Edited by Catherine Girard, PhD Candidate at Masaryk University
Une mobilisation sans précédent
Après onze ans, Lydia G. est de retour en Bavière. Après plus d’une décennie auprès du groupe terroriste « État islamique » et dans un camp dans le nord-est de la Syrie, l’Allemande et ses quatre enfants ont été rapatriés par le gouvernement allemand en avril 2025.

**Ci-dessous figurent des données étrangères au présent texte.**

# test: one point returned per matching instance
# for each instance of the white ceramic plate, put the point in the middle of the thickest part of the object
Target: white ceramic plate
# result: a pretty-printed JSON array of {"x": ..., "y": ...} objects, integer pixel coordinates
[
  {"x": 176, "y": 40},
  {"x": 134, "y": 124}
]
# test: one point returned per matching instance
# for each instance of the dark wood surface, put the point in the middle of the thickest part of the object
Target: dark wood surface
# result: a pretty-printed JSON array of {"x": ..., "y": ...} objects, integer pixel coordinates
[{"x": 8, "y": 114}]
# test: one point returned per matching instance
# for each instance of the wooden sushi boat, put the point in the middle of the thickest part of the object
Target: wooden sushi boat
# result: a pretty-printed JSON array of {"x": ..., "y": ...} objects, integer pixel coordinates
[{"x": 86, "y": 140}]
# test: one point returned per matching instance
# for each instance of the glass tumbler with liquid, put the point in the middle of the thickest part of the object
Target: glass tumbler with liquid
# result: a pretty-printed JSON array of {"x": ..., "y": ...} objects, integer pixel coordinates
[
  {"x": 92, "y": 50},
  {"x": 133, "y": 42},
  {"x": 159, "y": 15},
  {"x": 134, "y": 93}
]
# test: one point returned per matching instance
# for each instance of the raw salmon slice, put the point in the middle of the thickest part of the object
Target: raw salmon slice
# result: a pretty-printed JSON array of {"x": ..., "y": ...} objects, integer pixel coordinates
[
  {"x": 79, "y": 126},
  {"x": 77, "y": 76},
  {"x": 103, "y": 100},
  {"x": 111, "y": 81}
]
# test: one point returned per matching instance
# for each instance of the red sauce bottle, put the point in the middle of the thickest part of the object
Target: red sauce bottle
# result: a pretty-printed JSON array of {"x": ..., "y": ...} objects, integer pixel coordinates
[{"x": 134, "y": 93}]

Lydia G. fait partie des dizaines de milliers d’étrangers qui ont été mobilisés par l’ascension fulgurante de Daech et qui ont décidé de rejoindre ce « califat » proclamé en Syrie et en Iraq en 2014. À l’époque, Daech exerçait une irrésistible attraction sur de jeunes hommes et femmes en Allemagne, le deuxième groupe le plus important de voyageurs européens après la France. Depuis 2011, au moins 1 150 allemand∙e∙s ont quitté l'Allemagne pour se rendre en Syrie et en Irak, la plupart avec l’objectif de rejoindre des organisations terroristes. En effet, selon le gouvernement allemand, environ 65 % de ces voyageurs ont soutenu, voire participé, à des combats aux côtés de Daech, d’Al-Qaïda ou de groupes qui leur sont proches. Environ un quart des voyageurs allemands étaient des femmes ou des filles.
Une vie au « califat »
Une fois arrivés dans le « califat », les voyageurs allemands ont soutenu Daech dans des rôles divers. Après l’enregistrement, les hommes suivaient normalement une formation de base au combat et à l'idéologie jihadiste. Selon leur expertise et leur motivation, ils travaillaient comme combattants ou gardiens, soutenaient la fabrication de propagande jihadiste ou intégraient la police secrète. Conformément aux rôles strictement genrés de Daech, les femmes allemandes devaient surtout se marier au plus vite, éduquer leurs enfants selon l’idéologie de Daech et s’occuper du foyer. Pourtant, certaines femmes étaient bien plus actives, s’impliquant, par exemple, dans la propagande, l’esclavage des Yézidis ou des brigades de femmes. Lydia G. est notamment accusée d'avoir appris à manier des armes à feu.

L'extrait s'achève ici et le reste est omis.